3 Steps to Finding Dr. Right

Choosing the best OB-GYN for you means asking a lot of questions. Here's how to do it effectively.


Unless you’re a detective or have the last name Woodward or Bernstein, you may not feel all that comfortable asking your OB-GYN difficult questions. Why? They can make your subject—and you—uncomfortable, squirmy or standoffish.

But when it comes to your pregnancy, having answers to seemingly awkward questions should trump all of that: “What is your Cesarean section rate? What if I don’t want drugs under any circumstance? I want to know exactly what’s happening when it’s happening—will you give me the play-by-play?” Of course, you want concrete responses—and you don’t want your doctor to snap back, “What do I look like, an ESPN announcer?”

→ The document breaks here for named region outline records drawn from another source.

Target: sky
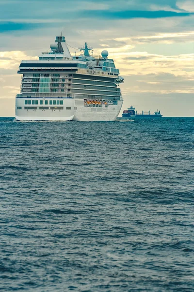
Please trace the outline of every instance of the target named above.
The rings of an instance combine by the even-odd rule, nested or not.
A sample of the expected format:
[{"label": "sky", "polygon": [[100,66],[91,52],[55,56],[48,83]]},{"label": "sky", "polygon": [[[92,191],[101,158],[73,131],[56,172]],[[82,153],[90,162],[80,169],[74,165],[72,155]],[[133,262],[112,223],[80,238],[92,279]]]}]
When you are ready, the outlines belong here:
[{"label": "sky", "polygon": [[0,116],[15,116],[21,60],[62,31],[72,54],[85,41],[109,52],[125,78],[121,111],[194,116],[193,1],[0,0]]}]

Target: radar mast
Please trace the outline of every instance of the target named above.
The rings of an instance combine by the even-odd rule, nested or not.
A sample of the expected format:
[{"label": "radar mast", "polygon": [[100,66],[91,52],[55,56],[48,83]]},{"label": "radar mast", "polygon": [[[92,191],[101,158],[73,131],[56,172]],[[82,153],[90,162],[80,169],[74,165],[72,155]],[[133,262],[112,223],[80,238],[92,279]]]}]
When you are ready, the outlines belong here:
[{"label": "radar mast", "polygon": [[86,41],[85,42],[85,47],[83,46],[81,48],[78,48],[81,51],[83,51],[84,56],[87,56],[87,57],[88,57],[90,55],[89,51],[90,51],[91,50],[93,50],[93,48],[91,48],[90,47],[88,47],[88,44],[87,44]]}]

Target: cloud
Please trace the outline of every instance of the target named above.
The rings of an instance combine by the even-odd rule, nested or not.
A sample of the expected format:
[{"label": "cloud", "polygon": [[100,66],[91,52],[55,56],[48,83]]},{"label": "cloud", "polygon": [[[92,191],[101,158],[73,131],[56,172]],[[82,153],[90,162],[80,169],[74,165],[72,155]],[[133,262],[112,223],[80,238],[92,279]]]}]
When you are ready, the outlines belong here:
[{"label": "cloud", "polygon": [[186,17],[192,15],[188,12],[176,12],[175,11],[124,10],[122,11],[90,10],[83,11],[80,17],[93,18],[102,18],[107,19],[123,19],[134,18],[157,18],[167,17]]},{"label": "cloud", "polygon": [[[48,25],[48,24],[47,24]],[[26,22],[0,22],[0,33],[17,30],[29,30],[41,28],[46,25],[44,23],[31,23]]]},{"label": "cloud", "polygon": [[0,68],[9,70],[15,69],[16,71],[21,60],[36,60],[37,58],[37,56],[28,56],[24,52],[20,51],[0,52]]},{"label": "cloud", "polygon": [[172,43],[193,41],[193,32],[184,32],[182,33],[169,33],[154,34],[151,36],[137,36],[131,37],[130,41],[135,43]]}]

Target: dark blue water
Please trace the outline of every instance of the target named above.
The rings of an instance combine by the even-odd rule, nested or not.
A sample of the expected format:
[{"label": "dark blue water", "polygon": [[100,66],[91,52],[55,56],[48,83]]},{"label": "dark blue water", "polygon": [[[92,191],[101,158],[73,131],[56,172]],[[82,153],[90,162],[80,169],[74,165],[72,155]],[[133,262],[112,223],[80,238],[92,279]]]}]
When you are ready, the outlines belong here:
[{"label": "dark blue water", "polygon": [[0,119],[0,290],[194,291],[194,118]]}]

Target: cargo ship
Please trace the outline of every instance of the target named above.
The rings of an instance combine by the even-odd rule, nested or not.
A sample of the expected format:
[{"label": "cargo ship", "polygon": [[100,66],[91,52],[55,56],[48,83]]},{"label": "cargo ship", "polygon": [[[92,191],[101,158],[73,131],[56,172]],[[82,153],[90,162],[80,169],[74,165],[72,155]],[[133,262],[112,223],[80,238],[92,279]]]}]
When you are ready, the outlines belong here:
[{"label": "cargo ship", "polygon": [[117,118],[119,120],[125,119],[132,119],[133,118],[136,119],[139,118],[161,118],[162,116],[162,115],[161,114],[161,111],[158,110],[153,113],[151,113],[150,110],[147,112],[145,112],[142,110],[141,113],[138,113],[137,112],[137,110],[135,110],[135,108],[133,108],[133,107],[131,106],[127,110],[123,110],[122,117]]}]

There’s a fine line between having the right to know your doc’s birth philosophy and practices and making him or her feel defensive and insulted with an aggressive line of questioning. The key, we believe, is not necessarily in what you ask, but the way you approach it.

Our strategy for asking the tough questions:

Step 1: Choose the right doc—for you

When you’re looking for an OB-GYN, or if he or she is already your doc, you still want to go over some questions before you get into the throes of labor and delivery. If you need to find a doctor, there are many online resources; see YOU: The Smart Patient (Free Press); friends and family make excellent resources, too.

Perhaps the most vital question to ask early is this: “What’s your philosophy on childbirth?” It’s an innocuous question, allows your doctor to take you through her guiding principles, and allows you to ask follow-ups in a nonthreatening way (“So what do you do if x, y, or z happens?”).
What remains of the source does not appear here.